En France, comparativement aux start-up Internet que l’on a vu éclore un peu partout il y a deux ans, peu d’entreprises sont encore positionnées sur ce créneau. Cotée au second marché, une société comme Philippe Bosc demeure marginale sur le marché des seniors où la majorité des entreprises relève davantage du domaine médical. La plupart sont d’ailleurs de taille moyenne, présentes sur des marchés de niche à l’image de Ioltech, spécialiste de l’implant oculaire pour qui l’opération de la cataracte (généralement après 60 ans), constitue l’un des principaux débouchés.
Autre exemple, Audika, distributeur d’appareils auditifs. L’âge moyen de ses clients se situe autour de 65 ans. Le prix de ses appareils varie de 5 700 à 11 000 francs, sans prise en charge réelle de la Sécurité sociale (remboursement maximal de 1 310 francs) pour le moment.

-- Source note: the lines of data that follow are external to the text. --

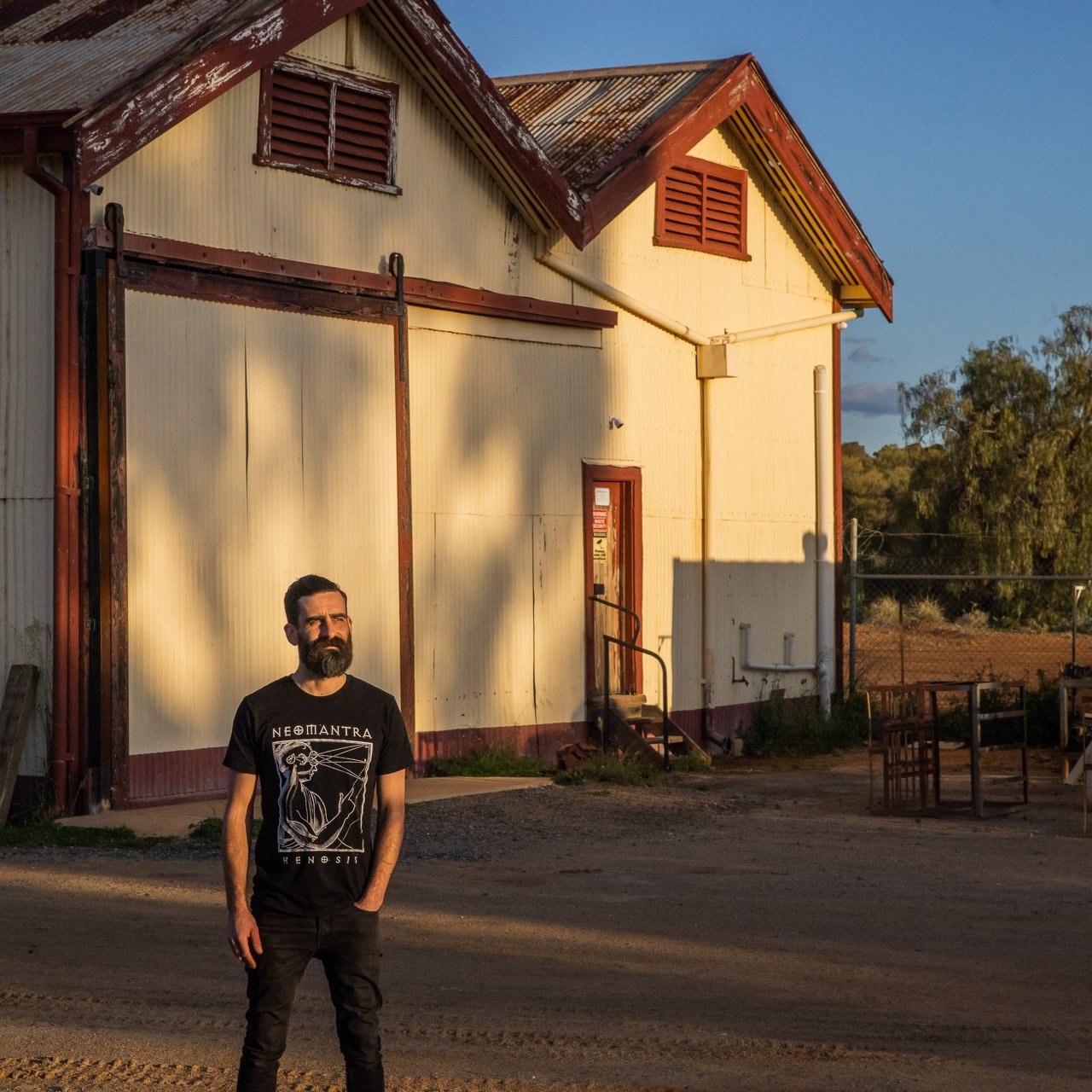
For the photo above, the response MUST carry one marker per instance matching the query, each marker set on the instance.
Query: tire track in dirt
(873, 1038)
(49, 1075)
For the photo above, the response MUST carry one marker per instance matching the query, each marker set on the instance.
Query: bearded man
(323, 745)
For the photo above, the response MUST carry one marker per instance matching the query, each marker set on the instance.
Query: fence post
(853, 604)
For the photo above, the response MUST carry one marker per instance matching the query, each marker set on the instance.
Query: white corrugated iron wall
(26, 420)
(498, 432)
(761, 429)
(452, 222)
(260, 447)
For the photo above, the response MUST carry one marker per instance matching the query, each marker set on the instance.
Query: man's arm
(391, 825)
(241, 927)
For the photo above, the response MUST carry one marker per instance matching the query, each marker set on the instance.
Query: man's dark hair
(311, 584)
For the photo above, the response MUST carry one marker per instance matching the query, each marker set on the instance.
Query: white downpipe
(825, 534)
(825, 463)
(624, 300)
(825, 557)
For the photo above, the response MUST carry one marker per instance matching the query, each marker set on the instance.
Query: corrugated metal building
(296, 288)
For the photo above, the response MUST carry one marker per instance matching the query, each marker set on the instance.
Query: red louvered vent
(328, 125)
(300, 120)
(702, 206)
(362, 135)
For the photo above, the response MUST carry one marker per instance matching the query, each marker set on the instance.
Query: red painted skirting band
(171, 776)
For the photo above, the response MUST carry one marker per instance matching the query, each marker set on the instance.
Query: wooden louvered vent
(328, 125)
(702, 206)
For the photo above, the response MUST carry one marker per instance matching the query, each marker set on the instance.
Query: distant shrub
(800, 728)
(881, 612)
(925, 612)
(973, 619)
(693, 763)
(614, 770)
(491, 763)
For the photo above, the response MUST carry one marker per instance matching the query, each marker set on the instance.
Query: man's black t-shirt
(317, 760)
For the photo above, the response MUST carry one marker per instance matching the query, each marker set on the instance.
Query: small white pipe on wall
(825, 556)
(825, 534)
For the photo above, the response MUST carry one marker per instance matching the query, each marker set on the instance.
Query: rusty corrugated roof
(63, 55)
(584, 119)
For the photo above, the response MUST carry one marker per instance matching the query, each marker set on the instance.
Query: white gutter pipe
(681, 328)
(624, 300)
(787, 328)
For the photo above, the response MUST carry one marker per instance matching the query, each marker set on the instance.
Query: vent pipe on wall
(825, 557)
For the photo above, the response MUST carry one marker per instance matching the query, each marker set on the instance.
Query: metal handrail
(619, 607)
(607, 642)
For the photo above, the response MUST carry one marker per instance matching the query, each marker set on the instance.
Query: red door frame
(629, 479)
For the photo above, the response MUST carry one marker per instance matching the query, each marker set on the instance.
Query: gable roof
(572, 150)
(613, 132)
(107, 77)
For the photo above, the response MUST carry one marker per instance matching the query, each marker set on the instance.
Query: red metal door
(613, 572)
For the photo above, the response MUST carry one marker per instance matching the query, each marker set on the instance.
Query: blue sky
(960, 133)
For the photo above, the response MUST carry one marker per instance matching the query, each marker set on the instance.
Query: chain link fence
(911, 619)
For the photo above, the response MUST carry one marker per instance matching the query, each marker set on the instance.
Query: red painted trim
(420, 292)
(380, 89)
(215, 61)
(218, 288)
(648, 155)
(171, 776)
(68, 207)
(663, 236)
(51, 136)
(738, 82)
(116, 535)
(433, 34)
(631, 514)
(174, 776)
(795, 154)
(194, 77)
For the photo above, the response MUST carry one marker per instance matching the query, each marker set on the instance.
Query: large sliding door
(260, 445)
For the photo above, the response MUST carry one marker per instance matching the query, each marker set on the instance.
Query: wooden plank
(19, 698)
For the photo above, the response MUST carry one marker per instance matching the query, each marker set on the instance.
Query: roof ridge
(706, 66)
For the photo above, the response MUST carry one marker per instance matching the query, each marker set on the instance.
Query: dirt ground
(887, 655)
(752, 928)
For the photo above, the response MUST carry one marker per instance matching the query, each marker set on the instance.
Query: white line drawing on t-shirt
(322, 794)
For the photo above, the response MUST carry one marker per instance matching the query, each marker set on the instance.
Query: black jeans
(347, 944)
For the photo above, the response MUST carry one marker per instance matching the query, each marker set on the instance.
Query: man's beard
(328, 656)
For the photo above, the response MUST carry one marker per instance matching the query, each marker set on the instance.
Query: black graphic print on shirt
(321, 802)
(318, 759)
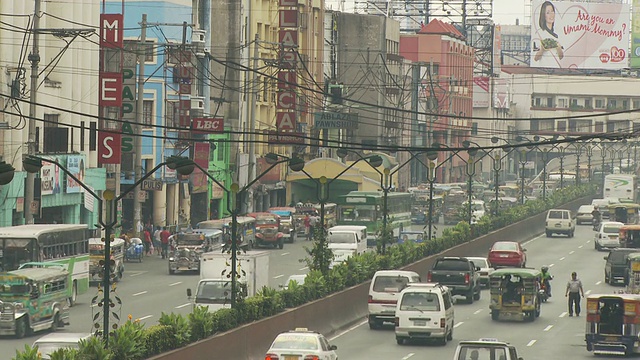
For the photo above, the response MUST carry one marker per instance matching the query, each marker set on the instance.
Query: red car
(507, 254)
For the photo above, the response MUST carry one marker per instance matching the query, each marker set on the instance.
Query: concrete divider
(339, 310)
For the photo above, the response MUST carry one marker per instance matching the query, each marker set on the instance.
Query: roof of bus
(36, 274)
(32, 230)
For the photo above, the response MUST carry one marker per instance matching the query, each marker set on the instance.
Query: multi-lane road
(147, 290)
(553, 335)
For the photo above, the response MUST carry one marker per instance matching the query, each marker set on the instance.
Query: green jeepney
(33, 299)
(515, 294)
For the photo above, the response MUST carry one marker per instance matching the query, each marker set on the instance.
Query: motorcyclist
(546, 279)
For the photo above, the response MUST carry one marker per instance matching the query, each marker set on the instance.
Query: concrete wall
(341, 309)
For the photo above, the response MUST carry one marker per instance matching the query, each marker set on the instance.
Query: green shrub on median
(175, 331)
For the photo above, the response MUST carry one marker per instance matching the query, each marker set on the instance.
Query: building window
(147, 112)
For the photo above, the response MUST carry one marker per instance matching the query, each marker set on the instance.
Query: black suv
(615, 270)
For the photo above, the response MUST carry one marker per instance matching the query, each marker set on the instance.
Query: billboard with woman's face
(579, 35)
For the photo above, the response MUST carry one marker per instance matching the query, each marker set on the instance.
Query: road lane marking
(348, 330)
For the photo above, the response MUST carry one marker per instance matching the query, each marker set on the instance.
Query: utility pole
(252, 123)
(34, 58)
(137, 141)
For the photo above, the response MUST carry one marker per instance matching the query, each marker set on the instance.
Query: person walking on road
(574, 292)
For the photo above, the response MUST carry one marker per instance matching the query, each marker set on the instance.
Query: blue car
(415, 236)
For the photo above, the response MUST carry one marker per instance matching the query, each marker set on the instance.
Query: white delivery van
(345, 240)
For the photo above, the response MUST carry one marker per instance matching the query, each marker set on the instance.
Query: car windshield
(295, 342)
(505, 246)
(342, 238)
(390, 283)
(425, 301)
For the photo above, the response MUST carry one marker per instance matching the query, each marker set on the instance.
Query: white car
(608, 235)
(485, 269)
(301, 344)
(59, 340)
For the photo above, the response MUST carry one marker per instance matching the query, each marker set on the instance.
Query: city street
(553, 335)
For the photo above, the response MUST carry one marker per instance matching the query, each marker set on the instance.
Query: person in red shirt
(164, 238)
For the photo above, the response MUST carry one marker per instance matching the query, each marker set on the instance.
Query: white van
(384, 292)
(425, 311)
(345, 241)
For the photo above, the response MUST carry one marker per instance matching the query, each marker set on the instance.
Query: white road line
(348, 330)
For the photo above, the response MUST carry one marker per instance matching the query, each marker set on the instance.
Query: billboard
(579, 35)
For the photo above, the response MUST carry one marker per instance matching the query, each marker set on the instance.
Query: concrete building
(66, 110)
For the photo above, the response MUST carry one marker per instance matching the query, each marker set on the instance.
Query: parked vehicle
(34, 299)
(96, 255)
(384, 292)
(424, 311)
(268, 232)
(459, 274)
(560, 221)
(515, 294)
(214, 288)
(612, 324)
(507, 254)
(608, 235)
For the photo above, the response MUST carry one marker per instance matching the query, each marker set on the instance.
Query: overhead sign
(207, 125)
(334, 120)
(579, 35)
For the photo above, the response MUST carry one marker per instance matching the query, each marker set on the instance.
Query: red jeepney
(268, 231)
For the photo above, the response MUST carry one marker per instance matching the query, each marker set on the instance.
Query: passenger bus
(366, 208)
(66, 244)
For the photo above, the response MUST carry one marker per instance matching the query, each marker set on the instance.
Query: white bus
(621, 186)
(66, 244)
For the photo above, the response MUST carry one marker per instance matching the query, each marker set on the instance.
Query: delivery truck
(214, 287)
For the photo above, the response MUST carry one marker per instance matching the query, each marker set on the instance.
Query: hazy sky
(504, 11)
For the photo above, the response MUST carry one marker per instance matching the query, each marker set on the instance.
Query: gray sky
(504, 11)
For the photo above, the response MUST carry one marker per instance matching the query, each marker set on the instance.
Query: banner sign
(579, 35)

L’aide au maintien à domicile, constitue en revanche un marché plus vaste, promis à un grand avenir. Médicaliser les patients chez eux plutôt que de les laisser séjourner à l’hôpital réduit en effet les dépenses de la Sécurité sociale. D’ailleurs, à l’image de l’hôpital Pompidou à Paris, la tendance est à la réduction du nombre de lits. Du coup les loueurs et vendeurs de matériels (fauteuil roulant, lit médicalisé, appareil respiratoire…) sont les grands gagnants de ce changement.

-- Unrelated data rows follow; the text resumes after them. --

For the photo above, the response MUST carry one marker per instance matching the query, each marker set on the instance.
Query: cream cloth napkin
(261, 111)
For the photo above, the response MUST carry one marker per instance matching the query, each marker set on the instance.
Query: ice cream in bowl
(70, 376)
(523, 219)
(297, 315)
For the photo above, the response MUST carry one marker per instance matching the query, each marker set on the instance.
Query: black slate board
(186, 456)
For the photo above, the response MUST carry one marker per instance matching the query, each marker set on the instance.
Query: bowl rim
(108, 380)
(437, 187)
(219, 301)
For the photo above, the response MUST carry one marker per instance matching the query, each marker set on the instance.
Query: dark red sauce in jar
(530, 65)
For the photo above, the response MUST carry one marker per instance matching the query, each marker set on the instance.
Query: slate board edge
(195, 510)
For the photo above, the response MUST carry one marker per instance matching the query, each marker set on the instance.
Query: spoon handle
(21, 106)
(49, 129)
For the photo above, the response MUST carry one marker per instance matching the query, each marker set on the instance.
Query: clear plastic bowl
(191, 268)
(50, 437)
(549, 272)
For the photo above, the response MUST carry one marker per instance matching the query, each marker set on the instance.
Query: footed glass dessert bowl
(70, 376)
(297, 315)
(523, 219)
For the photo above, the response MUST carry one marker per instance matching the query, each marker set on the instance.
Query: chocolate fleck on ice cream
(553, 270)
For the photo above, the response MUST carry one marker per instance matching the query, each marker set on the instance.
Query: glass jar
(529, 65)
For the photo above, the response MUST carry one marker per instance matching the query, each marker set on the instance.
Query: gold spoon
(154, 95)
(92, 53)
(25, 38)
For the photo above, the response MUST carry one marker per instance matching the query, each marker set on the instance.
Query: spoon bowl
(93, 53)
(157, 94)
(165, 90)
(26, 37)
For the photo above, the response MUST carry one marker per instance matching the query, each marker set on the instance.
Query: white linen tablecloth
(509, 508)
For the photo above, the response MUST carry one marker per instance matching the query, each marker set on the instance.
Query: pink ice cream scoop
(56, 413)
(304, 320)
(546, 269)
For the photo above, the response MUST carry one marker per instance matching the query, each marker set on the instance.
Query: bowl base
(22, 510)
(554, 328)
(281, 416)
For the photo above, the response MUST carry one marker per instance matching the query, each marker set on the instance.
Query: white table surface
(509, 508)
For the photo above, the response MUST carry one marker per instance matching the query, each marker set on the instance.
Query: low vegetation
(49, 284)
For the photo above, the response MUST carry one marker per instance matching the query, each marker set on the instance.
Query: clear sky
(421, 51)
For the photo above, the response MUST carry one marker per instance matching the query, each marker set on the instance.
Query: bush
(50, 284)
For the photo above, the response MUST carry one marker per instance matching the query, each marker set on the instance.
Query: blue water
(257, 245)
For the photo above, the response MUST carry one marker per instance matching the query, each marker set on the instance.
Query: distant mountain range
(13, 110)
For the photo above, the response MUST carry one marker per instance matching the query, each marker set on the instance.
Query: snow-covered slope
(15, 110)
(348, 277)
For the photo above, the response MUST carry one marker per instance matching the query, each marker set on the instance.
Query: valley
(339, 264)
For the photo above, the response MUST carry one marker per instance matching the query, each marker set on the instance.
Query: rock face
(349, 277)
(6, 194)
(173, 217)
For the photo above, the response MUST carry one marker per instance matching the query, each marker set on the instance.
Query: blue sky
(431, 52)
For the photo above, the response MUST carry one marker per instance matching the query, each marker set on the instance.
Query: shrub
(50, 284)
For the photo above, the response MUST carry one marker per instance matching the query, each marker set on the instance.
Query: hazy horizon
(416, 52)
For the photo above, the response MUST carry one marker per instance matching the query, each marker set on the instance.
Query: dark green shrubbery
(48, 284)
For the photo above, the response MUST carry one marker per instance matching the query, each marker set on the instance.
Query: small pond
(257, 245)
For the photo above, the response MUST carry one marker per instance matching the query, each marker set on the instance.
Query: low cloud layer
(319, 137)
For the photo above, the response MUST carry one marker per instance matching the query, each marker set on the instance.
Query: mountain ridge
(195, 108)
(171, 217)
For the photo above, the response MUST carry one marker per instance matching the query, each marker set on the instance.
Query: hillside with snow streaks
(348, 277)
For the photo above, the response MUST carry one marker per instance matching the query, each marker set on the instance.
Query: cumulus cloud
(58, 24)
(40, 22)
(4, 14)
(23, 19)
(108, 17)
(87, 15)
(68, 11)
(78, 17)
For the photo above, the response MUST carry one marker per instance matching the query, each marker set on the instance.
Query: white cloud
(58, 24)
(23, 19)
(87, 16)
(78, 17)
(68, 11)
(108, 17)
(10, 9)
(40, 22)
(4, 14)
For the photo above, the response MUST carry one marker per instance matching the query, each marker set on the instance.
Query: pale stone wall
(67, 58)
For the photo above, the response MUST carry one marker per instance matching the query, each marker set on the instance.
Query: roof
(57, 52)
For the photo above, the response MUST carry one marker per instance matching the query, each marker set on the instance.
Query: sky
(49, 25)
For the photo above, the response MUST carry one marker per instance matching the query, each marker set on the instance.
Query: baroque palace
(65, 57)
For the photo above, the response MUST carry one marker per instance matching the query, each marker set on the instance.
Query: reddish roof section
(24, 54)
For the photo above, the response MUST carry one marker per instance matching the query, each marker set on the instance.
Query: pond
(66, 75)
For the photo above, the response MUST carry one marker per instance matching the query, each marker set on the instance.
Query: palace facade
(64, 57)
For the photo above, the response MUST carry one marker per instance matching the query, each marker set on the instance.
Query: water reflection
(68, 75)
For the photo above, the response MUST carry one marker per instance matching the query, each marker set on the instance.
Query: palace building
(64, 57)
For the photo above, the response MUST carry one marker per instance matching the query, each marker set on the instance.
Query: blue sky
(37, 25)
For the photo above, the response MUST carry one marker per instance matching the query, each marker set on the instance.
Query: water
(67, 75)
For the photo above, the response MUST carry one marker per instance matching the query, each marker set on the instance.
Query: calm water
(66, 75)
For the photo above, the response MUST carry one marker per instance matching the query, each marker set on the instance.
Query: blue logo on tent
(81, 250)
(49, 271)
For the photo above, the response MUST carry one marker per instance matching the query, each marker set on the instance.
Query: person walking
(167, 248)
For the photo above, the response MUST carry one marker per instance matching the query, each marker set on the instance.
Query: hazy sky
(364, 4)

En France, Bastide Le Confort Médical et LVL Médical interviennent tous deux dans ce domaine.
La clientèle est généralement constituée de personnes âgées de 60 à 70 ans. Bastide et LVL Médical perçoivent directement leurs revenus de la Sécurité sociale via le système du tiers payant, d’où une réglementation très stricte en matière de tarif. LVL Médical en a d’ailleurs récemment fait les frais dans la région Ile-de-France, ou suite à une erreur de tarification il a écopé d’une suspension du tiers payant pendant trois mois.

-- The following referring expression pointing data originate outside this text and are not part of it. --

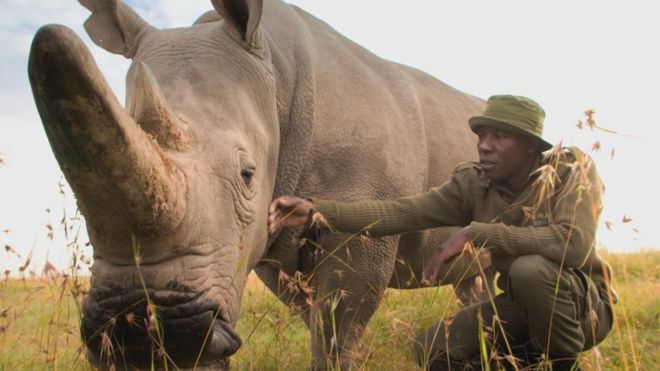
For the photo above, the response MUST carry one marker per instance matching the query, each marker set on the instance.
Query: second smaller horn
(146, 104)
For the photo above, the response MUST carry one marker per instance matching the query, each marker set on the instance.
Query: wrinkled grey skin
(220, 118)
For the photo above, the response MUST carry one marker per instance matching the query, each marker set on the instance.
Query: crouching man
(535, 210)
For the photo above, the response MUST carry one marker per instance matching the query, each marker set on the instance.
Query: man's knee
(528, 272)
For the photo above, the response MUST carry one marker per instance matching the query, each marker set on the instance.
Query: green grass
(39, 321)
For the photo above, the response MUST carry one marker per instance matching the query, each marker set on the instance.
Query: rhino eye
(247, 174)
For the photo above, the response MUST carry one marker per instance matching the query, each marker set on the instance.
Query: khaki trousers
(527, 320)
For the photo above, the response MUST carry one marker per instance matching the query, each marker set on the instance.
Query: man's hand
(452, 247)
(288, 211)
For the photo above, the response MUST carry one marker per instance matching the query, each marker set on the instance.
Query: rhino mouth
(150, 328)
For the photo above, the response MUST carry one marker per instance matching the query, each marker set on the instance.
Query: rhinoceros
(255, 100)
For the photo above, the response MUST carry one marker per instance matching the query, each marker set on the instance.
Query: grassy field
(39, 325)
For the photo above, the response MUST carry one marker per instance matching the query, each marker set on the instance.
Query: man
(535, 211)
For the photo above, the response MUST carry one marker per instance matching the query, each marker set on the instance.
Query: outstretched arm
(444, 205)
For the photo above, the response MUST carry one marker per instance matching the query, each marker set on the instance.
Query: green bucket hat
(513, 114)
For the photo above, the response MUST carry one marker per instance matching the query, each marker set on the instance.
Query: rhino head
(175, 186)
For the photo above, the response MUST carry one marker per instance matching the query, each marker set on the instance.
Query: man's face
(505, 157)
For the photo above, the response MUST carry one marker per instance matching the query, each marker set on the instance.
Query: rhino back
(381, 129)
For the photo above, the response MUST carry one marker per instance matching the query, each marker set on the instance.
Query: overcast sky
(570, 56)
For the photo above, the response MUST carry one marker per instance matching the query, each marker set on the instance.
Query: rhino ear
(208, 17)
(114, 26)
(243, 15)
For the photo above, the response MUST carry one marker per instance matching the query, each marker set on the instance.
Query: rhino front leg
(350, 278)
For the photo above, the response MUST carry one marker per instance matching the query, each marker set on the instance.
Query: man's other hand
(452, 247)
(288, 211)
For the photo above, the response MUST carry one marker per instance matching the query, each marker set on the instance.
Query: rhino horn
(146, 104)
(123, 180)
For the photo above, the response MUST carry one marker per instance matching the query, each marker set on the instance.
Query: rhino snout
(146, 327)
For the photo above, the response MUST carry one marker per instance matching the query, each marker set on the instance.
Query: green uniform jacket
(555, 215)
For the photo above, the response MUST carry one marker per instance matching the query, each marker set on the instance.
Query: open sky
(569, 56)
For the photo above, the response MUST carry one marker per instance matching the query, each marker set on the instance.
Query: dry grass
(39, 325)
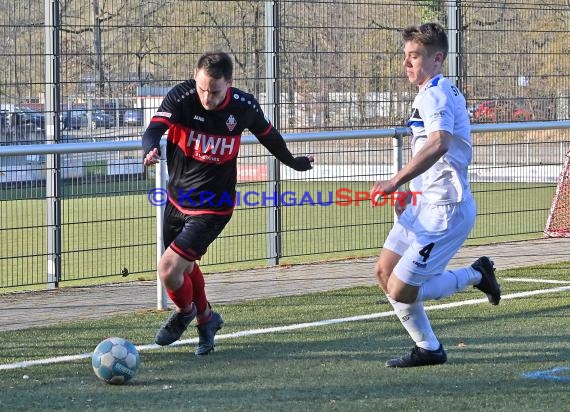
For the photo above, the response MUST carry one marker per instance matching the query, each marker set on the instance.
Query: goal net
(558, 223)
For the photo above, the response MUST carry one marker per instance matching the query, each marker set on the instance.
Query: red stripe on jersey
(196, 212)
(266, 131)
(163, 120)
(204, 148)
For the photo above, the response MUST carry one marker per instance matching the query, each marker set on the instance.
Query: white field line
(531, 280)
(251, 332)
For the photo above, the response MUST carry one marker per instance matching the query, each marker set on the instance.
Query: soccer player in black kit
(205, 118)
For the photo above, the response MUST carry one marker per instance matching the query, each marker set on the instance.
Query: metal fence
(89, 71)
(107, 220)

Enfin, le dernier maillon de la chaîne et non des moindres, concerne les maisons de retraite, qui accueillent généralement les plus de 80 ans. Les séjours dans ce type d’établissement coûtent en moyenne 15 000 francs par mois. Dans ce secteur, un seul groupe, Medidep est coté à la Bourse pour le moment. Mais son principal concurrent Orpea pourrait l’y rejoindre. En attendant, Medidep compte actuellement 71 établissements (5 538 lits), contre une douzaine seulement voilà cinq ans. Le groupe s’est en effet constitué en rachetant progressivement des établissements à bas prix (moins d’une fois le chiffre d’affaires) pour les réhabiliter ensuite, le tout financé par la Bourse.
Reste que l’administration est en train de préparer le terrain à une réglementation très stricte, au niveau sanitaire et tarifaire. «Ceci va certainement contraindre les petites maisons de retraite à fermer faute de pouvoir se mettre aux normes, et laisser ainsi le champ libre à des groupes comme Medidep» , confie un analyste. En Bourse, Medidep affiche de loin le plus beau parcours du secteur, son cours a en effet été multiplié par sept depuis l’introduction du titre en juillet 1998. De quoi faire rêver ceux qui avaient misé sur le nouveau marché et qui ont vu l’indice reculer de 43 % sur la même période.